04 Eylül 2008

Gözümün Seğir Defteri: Emniyet Şeridi


Samed, Ous Van Baskaay ve bendeniz iftarımızı yapmışız, Kadıköy'den; "Bi turnuva daha geldi geçti" diyip öpüşerekten, sarılaraktan ayrılmışız. Oğuz evine, biz de Samed'le Sakarya Vib'e...

21.30 otobüsüne yer bulduk. Muavinin her seferinde açıkladığı gibi; "Takriben 1 saat 45 dakika" sürecekti yolculuğumuz normal şartlarda. Bu da demek oluyor ki; 23.15'te Terminalde olup bavullarımızı alıyor olacaktık. Ama olmadı tabi...

Sapanca-Kırkpınar mevkiinde bir kaza meydana gelmiş. Tam orada tıkalı yol, hiçbir ilerleme yok. "Daha yeni olmuş herhalde..." diye düşündüm. Zaten çok geçmeden şoför de kontağı kapattı. "Bari bi sigara içeyim hem de bakayım, ne ayak?" diye düşünerekten Samed'i de aldım, aşağıya indik.

Asfalt güzel hocam, zemin mahalle maçı yapmaya müsait. Bir sigara yaktım, herkes birbirine aynı soruyu soruyordu o sırada; "Ne olmuş?" Bizim otobüs tam orta şeritteydi. Sağ şeritle emniyet şeridinin arasında bekliyorduk ki ileriden parlak bir ışık vurdu gözümüze, kenara çekildik hemen.

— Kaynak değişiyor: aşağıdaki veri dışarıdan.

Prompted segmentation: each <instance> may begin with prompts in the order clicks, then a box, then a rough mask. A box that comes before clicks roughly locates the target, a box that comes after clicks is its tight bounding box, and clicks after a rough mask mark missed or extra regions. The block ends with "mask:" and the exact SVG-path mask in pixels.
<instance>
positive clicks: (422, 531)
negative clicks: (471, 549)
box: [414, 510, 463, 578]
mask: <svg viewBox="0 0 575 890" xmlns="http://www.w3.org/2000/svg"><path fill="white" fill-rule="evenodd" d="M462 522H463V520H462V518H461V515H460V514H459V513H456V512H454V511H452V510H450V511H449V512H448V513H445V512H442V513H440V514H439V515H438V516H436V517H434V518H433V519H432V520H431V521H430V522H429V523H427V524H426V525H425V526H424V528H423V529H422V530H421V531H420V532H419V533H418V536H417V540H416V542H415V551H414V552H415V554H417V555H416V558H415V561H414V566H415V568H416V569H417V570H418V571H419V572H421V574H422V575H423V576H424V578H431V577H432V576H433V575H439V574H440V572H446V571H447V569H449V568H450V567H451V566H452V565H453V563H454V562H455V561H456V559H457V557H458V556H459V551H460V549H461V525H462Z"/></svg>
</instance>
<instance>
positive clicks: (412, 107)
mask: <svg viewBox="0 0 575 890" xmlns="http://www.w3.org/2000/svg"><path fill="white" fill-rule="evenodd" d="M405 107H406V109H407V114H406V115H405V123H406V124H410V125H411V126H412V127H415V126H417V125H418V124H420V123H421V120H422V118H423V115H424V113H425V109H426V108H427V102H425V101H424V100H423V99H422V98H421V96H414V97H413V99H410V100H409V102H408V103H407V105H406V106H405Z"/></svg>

Emniyet şeridinden araçlar geçiyor ama BMW, Mercedes ve Jeep şeklinde ayrıcalıklı arabalardı bunlar. Yani ayrıcalıklı insanlar, halk isyanlarda tabi. Krallar da pek sataşmadan yollarına gidecekler ya... Gittiler, ilerde emniyet şeridi de tıkandı. İki dakika geçmedi, ambulans geldi arkalarından.

Emniyet şeridi ilerlemiyor, ileride kaza var önde BMW, Mercedes ve Jeep arkada ambulans. Kamyoncular olaya el atınca çime çıkarıldı araçlar. Öyleydi böyleydi on dakikada anca yol açıldı ambulansa. O sırada yaralıya falan ne oldu bilmiyoruz. Öleceği yoksa da gitmiştir adam diye yorduk biz ama ne olduğunu da bilmiyoruz hâlâ. Gazetelere çıkmadı. Belki de BMW, Mercedes ve Jeep ağırlıklarını koyup engellemişlerdir olayı.

Traji-komik bir Türkiye manzarasına şahid olduk Samed'le... "Allah belanızı versin lan!" demiştik ki daha taze taze açılan yolda yaralıya giden ambulansın peşine çakıldı BMW, Mercedes ve Jeep. "Bin kat belanızı versin..." diyerek bedduamızı tamamladık. Otobüse binip çantamdan iki dakika fotoğraf makinemi almaya üşenmemiş olsam çok da güzel haber yapmış olacaktım bu kepazeleri plakalarıyla birlikte ama üşendim işte lanet olsun.

Eve kaçta gittik di mi? Bi de o vardı... 00.30 civarı terminaldeydik. Benim eve adımımı atmam 01.00'ı buldu. Samed'in de olsa olsa 15 dk. daha geç olmuştur. Yaklaşık 75 dk.'lık bir sekme söz konusu sonuç olarak. (Dudullu'da da bir 15 dk. tıkandık aslında. Sonuç olarak yine 1 saat, ambulans falan derken heba oldu. Kaybettiğimiz zaman dert değil de acaba adama ne oldu?)

P.S. To God: Şimdi bu bela onları bulmaz da döner de bana gelirse, külahları değişiriz hocam. Onu da açık açık söyleyeyim.